In large-scale problems, it is common practice to select important parameters by a procedure such as the BH procedure (Benjamini and Hochberg, 1995) and construct confidence intervals (CIs) for further investigation while the false coverage-statement rate (FCR) for the CIs is controlled at a desired level. Although the well-known BY CIs (Benjamini and Yekutieli, 2005) control the FCR, they are uniformly inflated. Weinstein et al. (2013) recently developed shorter CIs than BY CIs for those selected parameters with large estimated values. However, that method suffers from an uncontrollable number of intervals that are not compatible with the selection results, and some of the CIs are longer than BY CIs for those selected parameters with small estimated values.
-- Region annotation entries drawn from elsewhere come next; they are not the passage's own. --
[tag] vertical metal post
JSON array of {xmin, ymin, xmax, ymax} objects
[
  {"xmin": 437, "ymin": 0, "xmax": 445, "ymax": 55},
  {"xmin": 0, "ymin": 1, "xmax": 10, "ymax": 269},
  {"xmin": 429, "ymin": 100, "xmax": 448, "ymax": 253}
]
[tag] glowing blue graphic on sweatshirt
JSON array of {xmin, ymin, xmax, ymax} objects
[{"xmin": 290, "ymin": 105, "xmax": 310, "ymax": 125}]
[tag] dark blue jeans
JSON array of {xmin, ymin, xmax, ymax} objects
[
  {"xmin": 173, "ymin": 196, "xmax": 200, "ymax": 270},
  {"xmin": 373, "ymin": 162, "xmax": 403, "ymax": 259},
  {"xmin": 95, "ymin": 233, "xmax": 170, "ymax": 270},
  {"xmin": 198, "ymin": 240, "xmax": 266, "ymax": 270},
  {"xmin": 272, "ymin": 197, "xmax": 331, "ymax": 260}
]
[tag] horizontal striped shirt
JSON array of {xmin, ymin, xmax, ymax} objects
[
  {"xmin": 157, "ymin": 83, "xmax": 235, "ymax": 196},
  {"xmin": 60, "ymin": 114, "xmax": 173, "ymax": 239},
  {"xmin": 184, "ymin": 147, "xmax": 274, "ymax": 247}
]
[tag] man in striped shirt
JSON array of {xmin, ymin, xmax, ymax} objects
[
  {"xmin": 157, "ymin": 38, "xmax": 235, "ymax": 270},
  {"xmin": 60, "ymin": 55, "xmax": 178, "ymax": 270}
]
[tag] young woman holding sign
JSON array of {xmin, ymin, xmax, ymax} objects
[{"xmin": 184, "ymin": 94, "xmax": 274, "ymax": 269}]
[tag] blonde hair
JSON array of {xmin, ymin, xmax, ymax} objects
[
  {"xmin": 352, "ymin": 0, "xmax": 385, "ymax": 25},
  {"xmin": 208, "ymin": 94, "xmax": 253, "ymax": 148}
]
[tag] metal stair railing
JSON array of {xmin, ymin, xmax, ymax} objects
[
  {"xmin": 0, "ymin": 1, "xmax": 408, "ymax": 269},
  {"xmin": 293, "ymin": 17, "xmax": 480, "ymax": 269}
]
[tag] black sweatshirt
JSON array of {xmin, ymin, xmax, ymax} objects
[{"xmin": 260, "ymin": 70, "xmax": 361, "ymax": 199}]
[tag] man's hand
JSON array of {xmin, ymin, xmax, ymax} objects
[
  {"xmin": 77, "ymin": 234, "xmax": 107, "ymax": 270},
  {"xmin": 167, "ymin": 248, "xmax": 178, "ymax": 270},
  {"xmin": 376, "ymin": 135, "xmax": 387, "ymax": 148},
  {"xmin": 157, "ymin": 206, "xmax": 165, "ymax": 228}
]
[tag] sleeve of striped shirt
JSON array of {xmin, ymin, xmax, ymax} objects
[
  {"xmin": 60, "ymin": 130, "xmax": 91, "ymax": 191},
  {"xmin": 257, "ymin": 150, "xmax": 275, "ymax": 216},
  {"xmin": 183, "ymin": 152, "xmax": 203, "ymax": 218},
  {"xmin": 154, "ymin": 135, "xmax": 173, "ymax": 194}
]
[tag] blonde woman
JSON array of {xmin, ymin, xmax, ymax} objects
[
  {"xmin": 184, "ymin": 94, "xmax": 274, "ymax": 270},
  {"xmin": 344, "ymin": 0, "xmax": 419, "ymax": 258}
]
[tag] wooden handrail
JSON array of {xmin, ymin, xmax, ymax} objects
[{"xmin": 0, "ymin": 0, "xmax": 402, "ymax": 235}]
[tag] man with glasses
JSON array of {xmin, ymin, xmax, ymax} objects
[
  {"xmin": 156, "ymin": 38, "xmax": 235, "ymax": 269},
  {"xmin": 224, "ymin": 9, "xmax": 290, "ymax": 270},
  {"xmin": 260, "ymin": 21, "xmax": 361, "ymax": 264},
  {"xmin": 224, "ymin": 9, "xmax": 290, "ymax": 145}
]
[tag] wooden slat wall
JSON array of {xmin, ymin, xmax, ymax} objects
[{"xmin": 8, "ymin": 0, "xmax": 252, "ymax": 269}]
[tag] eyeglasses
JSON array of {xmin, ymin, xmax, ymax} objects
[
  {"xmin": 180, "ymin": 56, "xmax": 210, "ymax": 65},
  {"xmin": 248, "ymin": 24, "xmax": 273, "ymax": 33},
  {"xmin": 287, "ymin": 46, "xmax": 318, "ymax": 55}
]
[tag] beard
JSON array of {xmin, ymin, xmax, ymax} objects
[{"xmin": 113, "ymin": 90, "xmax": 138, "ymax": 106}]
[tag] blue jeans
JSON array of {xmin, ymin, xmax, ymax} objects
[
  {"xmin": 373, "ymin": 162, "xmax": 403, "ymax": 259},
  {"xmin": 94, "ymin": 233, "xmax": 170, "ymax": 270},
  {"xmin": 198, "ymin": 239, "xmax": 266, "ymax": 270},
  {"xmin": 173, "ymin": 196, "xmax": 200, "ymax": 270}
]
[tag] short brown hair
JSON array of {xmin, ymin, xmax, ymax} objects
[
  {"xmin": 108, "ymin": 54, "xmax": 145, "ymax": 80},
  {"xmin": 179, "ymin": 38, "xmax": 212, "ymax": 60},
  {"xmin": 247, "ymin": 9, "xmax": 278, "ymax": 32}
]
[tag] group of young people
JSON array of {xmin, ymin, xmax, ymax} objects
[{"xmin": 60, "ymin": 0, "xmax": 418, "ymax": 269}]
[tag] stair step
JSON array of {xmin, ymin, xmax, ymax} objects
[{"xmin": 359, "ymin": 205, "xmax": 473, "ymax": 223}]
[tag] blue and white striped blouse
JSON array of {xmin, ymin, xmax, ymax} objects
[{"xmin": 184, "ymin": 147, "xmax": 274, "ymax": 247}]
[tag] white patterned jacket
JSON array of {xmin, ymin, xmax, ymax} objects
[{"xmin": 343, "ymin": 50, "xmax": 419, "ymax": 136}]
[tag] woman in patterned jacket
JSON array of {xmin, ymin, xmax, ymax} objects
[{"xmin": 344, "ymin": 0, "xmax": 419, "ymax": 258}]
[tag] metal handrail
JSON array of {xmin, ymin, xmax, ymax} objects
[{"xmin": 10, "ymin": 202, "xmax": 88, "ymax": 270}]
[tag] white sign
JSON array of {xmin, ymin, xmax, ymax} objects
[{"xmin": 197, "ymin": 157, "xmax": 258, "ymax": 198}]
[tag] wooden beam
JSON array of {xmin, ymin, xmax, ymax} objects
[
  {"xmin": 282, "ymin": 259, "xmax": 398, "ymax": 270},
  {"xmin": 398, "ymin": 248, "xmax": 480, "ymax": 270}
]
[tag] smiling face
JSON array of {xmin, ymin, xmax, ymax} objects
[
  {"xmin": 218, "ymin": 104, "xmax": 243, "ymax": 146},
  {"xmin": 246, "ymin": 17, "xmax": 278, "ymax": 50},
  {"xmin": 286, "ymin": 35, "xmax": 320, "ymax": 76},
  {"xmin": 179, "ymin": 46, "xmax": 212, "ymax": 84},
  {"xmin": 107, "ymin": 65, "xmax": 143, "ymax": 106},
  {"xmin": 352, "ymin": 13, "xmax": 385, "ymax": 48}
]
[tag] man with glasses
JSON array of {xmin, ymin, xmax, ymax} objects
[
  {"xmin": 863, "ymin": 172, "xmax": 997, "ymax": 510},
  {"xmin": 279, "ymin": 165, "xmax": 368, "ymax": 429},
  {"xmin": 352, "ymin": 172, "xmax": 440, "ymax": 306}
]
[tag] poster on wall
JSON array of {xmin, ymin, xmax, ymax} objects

In this talk, we propose two new procedures to construct CIs for selected parameters that are uniformly shorter than BY CIs with the FCR controlled asymptotically. Furthermore, the first method produces CIs that are compatible with the selection results, and the second method allows only a prefixed proportion of CIs that are incompatible with the selection results. The shorter CIs are achieved either by selecting a reduced number of “significant” parameters by the BH procedure or by forcing some of the significant parameters by the BH procedure to be “insignificant.”  The proposed procedures are strongly recommended if one’s primary interest is to assess the biological relevance of the selected “significant” parameters through more-precise CIs while being willing to potentially miss a small portion of “significant” discoveries or compatible CIs.